Fallacy in Fermat's Little Theorem? Fermat's Little Theorem: If $p$ is prime, then for every $1 ≤ a &lt p$,
$a^{p-1} ≡ 1$ $(mod$ $p)$
Let $p$ be 9 (a composite number), and let $a$ be 2. 
Let $S$ be the nonzero integers modulo $9$
$S = (1, 2, 3, 4, 5, 6, 7, 8)(mod$ $9)$
$2^8S$
$=2^8(1, 2, 3, 4, 5, 6, 7, 8)$$=
(1*2,2*2,3*2,4*2,5*2,6*2,7*2,8*2)$
$= (2, 4, 6,8,10,12,14,16)$$
 = (1,2,3,4,5,6,7,8)(mod$ $9$)
∴ $8! = 2^8*8!$
Divide both sides by $8!$ and you arrive at:
$2^8 ≡ 1$ $(mod$ $9)$
Doesn't Fermat's Little Theorem only apply when $p$ is a prime number? The above calculations showed when $p = 9$ (composite),  $a = 2$ still fulfills the equation.
 A: i) No see Fermat pseudoprime.
ii) $2^8=256$ and $2+5+6=13$ so that $2^8= 1+3 \pmod{9}$ (the other one is right)
$2^{340} = 1\pmod{341}$ and $341=11\cdot 31$
A: It is perfectly possible for $a^{n-1}$ to be congruent to $1$ modulo $n$ for some $a$, even when $n$ is composite.  It is even possible for $a^{n-1}$ to be congruent to $1$ modulo $n$ for all $a$ relatively prime to $n$. This happens when $n$ is a Carmichael number (the smallest Carmichael number is $561$; there are infinitely many others).
But let's go back to your calculation. You used an argument much like the one used in one of the standard proofs of Fermat's Theorem. You let $S$ be $\{1,2,3,\dots,8\}$. You then observed that as $x$ travels over $S$, the number $2x$ is congruent modulo $9$ to $1,2, \dots,8$ in some order.  
So if $P_S$ is the product of the numbers in $S$, we fairly quickly conclude that 
$$2^8P_S \equiv P_S \pmod 9.\tag{$\ast$}$$
From this you concluded that $2^8 \equiv 1\pmod 9$. Even though $(\ast)$ is correct, the conclusion that $2^8\equiv 1\pmod 9$ does not follow, and is in fact not true, since $256\equiv 4\pmod 9$.
What went wrong? Note that $P_S\equiv 0 \pmod 9$.  Division by $0$ is no more permissible in the integers modulo $9$ than it is in the integers.
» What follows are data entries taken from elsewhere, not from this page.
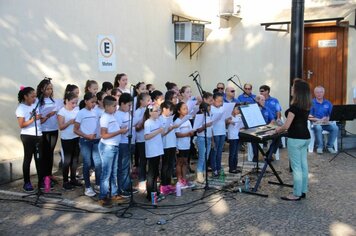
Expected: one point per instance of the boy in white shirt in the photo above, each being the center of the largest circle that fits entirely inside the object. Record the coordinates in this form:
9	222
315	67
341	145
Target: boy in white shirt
123	116
108	150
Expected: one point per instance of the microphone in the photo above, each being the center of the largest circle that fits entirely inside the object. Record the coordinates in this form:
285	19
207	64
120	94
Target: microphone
193	74
239	81
229	79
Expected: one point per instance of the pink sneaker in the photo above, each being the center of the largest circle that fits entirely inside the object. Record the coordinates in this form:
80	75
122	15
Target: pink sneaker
47	184
172	189
183	184
164	189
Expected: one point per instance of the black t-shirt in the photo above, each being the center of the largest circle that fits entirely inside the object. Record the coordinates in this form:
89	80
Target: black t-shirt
299	127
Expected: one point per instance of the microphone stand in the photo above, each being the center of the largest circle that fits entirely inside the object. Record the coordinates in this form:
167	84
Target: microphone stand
132	202
38	157
201	91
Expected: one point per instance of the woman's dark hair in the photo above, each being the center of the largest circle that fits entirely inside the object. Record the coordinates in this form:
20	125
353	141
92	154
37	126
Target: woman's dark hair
117	79
176	112
170	85
215	95
106	86
169	95
168	105
88	96
148	87
207	95
140	98
88	84
100	95
125	98
109	100
155	94
23	92
114	91
137	86
182	90
41	87
203	107
69	96
301	95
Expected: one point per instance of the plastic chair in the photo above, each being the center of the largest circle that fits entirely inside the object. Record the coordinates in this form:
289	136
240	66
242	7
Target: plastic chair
312	137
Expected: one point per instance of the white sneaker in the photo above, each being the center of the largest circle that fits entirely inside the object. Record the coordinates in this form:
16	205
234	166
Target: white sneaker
97	188
331	150
89	192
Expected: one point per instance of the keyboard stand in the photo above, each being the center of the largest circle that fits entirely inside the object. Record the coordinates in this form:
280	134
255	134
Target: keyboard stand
268	162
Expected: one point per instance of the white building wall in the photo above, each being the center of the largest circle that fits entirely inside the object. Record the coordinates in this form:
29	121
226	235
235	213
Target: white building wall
59	39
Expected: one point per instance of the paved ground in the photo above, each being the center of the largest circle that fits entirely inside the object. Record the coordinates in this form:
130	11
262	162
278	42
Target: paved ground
330	208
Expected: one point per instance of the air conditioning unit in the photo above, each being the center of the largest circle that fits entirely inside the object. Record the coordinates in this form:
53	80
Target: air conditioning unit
232	7
188	32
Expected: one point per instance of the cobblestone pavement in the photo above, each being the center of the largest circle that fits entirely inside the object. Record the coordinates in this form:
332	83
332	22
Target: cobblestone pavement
329	209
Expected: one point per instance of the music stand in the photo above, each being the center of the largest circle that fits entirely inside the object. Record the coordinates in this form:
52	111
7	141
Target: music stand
343	113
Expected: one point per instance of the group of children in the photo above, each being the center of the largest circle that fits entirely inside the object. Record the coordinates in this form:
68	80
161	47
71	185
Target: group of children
110	126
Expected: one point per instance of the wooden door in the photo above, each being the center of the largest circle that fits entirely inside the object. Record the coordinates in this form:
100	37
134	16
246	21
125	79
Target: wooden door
325	59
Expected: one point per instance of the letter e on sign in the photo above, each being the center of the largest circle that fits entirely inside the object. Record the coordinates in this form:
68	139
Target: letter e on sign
106	47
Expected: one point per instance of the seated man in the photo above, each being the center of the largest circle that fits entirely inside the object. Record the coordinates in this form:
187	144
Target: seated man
319	115
266	112
247	96
229	96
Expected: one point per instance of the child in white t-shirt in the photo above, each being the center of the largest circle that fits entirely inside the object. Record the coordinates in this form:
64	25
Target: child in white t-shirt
123	116
48	109
204	150
219	131
234	125
108	149
69	140
154	148
31	134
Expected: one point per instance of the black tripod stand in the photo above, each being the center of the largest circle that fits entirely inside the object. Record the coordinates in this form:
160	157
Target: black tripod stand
132	202
205	112
343	113
39	158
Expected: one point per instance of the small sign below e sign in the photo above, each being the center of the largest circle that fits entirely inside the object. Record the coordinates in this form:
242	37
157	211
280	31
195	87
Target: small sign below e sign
332	43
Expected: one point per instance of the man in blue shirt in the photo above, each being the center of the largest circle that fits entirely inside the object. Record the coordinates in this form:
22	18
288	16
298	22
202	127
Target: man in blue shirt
271	103
229	95
319	115
247	96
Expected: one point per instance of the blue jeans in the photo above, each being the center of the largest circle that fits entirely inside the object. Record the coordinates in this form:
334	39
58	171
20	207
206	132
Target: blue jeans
333	132
216	153
123	171
109	156
298	153
201	152
88	149
233	151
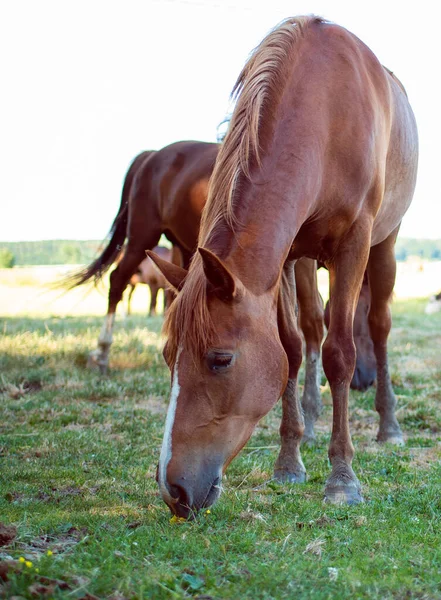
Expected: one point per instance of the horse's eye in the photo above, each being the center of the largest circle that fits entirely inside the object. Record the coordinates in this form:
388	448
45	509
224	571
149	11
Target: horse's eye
219	361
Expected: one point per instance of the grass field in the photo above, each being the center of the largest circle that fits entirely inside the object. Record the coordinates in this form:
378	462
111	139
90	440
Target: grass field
77	462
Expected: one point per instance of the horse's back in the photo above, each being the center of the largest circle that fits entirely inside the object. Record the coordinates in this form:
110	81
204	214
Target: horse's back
365	139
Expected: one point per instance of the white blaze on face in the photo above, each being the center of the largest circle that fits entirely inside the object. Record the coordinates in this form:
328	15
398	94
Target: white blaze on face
166	450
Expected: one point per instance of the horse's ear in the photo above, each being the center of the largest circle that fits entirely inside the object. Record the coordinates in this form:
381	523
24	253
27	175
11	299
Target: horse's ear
175	275
224	284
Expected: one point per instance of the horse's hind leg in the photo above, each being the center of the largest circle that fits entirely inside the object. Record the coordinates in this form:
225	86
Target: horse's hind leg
346	275
311	324
153	299
289	466
381	270
129	299
118	282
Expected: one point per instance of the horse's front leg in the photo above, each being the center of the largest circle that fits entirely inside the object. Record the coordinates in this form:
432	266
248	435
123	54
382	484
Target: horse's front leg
338	354
289	466
311	324
381	271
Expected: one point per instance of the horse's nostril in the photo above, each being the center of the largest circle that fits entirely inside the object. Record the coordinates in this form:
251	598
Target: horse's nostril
179	493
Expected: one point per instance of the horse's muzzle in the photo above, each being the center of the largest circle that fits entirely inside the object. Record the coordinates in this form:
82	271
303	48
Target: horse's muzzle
188	499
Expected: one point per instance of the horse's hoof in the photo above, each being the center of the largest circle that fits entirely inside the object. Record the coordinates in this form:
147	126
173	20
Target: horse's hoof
282	476
309	440
395	438
343	494
94	363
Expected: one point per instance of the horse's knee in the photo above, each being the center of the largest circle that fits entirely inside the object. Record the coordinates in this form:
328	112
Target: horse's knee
338	357
294	351
380	323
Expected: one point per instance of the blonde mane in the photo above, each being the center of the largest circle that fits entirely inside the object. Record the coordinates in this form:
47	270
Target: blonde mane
264	74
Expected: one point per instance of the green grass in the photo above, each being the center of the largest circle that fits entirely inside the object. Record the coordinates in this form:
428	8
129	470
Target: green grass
78	454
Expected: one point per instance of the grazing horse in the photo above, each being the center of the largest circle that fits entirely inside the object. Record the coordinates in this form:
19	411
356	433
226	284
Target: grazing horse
148	274
319	160
434	304
168	195
163	193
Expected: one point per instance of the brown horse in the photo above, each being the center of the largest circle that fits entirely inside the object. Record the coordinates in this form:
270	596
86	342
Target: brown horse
168	195
320	160
148	274
163	193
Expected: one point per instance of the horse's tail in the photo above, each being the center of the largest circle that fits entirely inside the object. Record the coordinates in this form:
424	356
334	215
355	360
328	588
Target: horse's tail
117	234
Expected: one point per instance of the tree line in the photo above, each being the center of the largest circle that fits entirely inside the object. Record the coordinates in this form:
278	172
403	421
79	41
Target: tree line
69	252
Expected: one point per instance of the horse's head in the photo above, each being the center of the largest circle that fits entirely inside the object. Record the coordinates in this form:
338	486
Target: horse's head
220	387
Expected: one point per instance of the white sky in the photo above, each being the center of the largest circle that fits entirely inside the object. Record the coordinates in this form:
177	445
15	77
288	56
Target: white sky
88	84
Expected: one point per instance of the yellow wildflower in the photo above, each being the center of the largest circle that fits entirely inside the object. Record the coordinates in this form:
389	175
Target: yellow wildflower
176	519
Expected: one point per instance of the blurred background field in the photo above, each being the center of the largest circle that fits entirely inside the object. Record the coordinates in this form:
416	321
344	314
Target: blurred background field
27	290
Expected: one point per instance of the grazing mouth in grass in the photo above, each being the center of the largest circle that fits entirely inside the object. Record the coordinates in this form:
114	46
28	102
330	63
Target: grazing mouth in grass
78	455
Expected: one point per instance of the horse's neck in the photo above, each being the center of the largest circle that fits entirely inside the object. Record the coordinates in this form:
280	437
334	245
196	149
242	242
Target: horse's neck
268	217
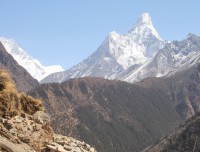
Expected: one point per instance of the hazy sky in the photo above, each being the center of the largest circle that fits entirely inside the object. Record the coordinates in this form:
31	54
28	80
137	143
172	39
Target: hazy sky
65	32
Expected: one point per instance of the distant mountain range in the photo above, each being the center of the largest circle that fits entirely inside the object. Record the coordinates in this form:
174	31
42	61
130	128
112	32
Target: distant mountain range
33	66
117	53
23	80
128	116
113	115
137	55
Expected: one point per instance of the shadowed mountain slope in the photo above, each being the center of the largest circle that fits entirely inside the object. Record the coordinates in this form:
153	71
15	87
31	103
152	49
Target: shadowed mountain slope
113	116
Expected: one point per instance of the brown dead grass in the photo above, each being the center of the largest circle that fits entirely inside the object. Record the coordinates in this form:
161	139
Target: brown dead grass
13	103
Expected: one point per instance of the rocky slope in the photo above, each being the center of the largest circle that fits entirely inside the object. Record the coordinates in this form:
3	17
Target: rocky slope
182	88
117	53
25	127
112	115
24	81
33	66
103	111
184	139
174	57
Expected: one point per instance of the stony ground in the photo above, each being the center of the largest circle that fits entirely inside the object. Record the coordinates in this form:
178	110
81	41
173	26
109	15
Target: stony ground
28	133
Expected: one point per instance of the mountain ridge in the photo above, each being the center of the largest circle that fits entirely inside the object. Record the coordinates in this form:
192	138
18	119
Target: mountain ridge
116	53
33	66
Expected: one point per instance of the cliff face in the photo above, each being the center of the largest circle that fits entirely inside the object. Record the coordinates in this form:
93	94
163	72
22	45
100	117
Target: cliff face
112	115
186	138
25	127
23	80
99	111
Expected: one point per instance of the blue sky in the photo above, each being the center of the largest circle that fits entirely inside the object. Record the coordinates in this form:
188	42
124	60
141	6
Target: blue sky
65	32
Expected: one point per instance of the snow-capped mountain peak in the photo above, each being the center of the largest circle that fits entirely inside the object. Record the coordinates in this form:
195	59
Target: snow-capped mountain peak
117	53
144	27
33	66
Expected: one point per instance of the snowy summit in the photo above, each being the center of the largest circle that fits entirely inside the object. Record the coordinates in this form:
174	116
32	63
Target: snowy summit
117	53
33	66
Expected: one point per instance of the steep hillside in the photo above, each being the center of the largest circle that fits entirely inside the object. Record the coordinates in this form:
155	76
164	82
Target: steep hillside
24	81
174	57
117	53
184	139
182	88
25	127
112	115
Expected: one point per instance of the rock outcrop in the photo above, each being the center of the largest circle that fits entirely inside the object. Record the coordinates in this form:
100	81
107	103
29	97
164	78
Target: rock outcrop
25	127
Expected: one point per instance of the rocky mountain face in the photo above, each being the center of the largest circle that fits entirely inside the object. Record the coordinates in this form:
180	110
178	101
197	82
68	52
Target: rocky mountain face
137	55
33	66
25	127
174	57
113	116
24	81
186	138
127	116
182	88
117	53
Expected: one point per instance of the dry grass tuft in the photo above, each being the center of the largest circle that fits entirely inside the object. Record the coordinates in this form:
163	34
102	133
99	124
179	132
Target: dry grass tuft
13	103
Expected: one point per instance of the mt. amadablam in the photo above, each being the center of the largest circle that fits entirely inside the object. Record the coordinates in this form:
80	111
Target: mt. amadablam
137	55
117	53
The correct cancellation law is that if $ax\equiv ay \pmod n$ and $a$ and $n$ are relatively prime, we can conclude that $x\equiv y \pmod n$. Somewhat more generally, if $ax\equiv ay \pmod {n}$ and $\gcd(a,n)=d$, then $x\equiv y \pmod{n/d}$.
However, your idea can be made to work nicely. Instead of using the numbers $1$ to $8$, use only $1,2,4,5,7,8$, the $6$ numbers in our list relatively prime to $9$.  Let $Q$ be the product of these numbers. Using exactly your argument, we find that $2^6Q\equiv Q\pmod{9}$. Since $Q$ is relatively prime to $9$, we can cancel, and conclude that $2^6\equiv 1\pmod{9}$.
This idea is one way to prove Euler's Theorem. But we must only use the numbers from $1$ to $n-1$ which are relatively prime to $n$, so that the cancellation we want to make is justified.  That's where the $\varphi(n)$ in Euler's Theorem comes from.